Yemen's Prime Minister Mohammed Basindwa left Saudi Arabia Tuesday with a promise of support as his country seeks to end 10 months of turbulence by implementing a Gulf Arab peace plan, but without a concrete figure for any aid it would receive.

Certainly we have had a concrete commitment from the government of (King Abdullah) to provide Yemen with the support they feel is needed in this transitional period, said Foreign Minister Abubakr al-Qirbi, who is accompanying Basindwa on his tour of Gulf Arab capitals.

Asked if Saudi Arabia had put a figure on the amount of aid it would give, he added: Not yet, but I hope it will be soon.

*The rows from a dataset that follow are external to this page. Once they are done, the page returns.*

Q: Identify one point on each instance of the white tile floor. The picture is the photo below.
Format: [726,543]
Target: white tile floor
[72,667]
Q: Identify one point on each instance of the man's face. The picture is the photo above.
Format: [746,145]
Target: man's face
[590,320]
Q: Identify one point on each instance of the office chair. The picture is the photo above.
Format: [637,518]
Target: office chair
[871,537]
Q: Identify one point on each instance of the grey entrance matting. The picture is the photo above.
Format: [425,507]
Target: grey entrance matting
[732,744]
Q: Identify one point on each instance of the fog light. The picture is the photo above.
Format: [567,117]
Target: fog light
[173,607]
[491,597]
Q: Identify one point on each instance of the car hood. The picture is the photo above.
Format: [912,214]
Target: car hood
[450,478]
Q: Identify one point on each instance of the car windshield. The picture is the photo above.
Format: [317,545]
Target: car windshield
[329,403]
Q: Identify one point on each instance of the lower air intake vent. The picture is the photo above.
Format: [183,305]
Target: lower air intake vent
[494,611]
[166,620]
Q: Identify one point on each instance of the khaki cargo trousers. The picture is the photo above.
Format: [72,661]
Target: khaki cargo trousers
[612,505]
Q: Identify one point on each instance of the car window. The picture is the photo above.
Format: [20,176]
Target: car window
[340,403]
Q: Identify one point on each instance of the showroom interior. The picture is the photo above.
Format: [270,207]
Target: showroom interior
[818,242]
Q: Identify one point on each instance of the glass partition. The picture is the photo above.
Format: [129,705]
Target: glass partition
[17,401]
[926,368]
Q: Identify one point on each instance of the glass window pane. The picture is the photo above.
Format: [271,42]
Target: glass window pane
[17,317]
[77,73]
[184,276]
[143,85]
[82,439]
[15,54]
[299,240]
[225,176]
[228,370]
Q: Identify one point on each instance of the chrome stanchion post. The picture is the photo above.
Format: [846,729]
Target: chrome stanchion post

Basindwa met Saudi King Abdullah Monday.

Qirbi met Gulf Arab deputy finance ministers last month to discuss aid to Yemen, where President Ali Abdullah Saleh has agreed to step aside as part of a plan to end deadly clashes between his supporters, anti-government protesters and troops loyal to a dissident army general.

The Yemeni prime minister and foreign minister will meet other Gulf Arab leaders this week to talk about help for the impoverished Arabian Peninsula state which has become home to a deadly wing of al Qaeda.

Last month Saudi Arabia agreed to donate fuel to Yemen to prevent a shortage in the country provoking further violence.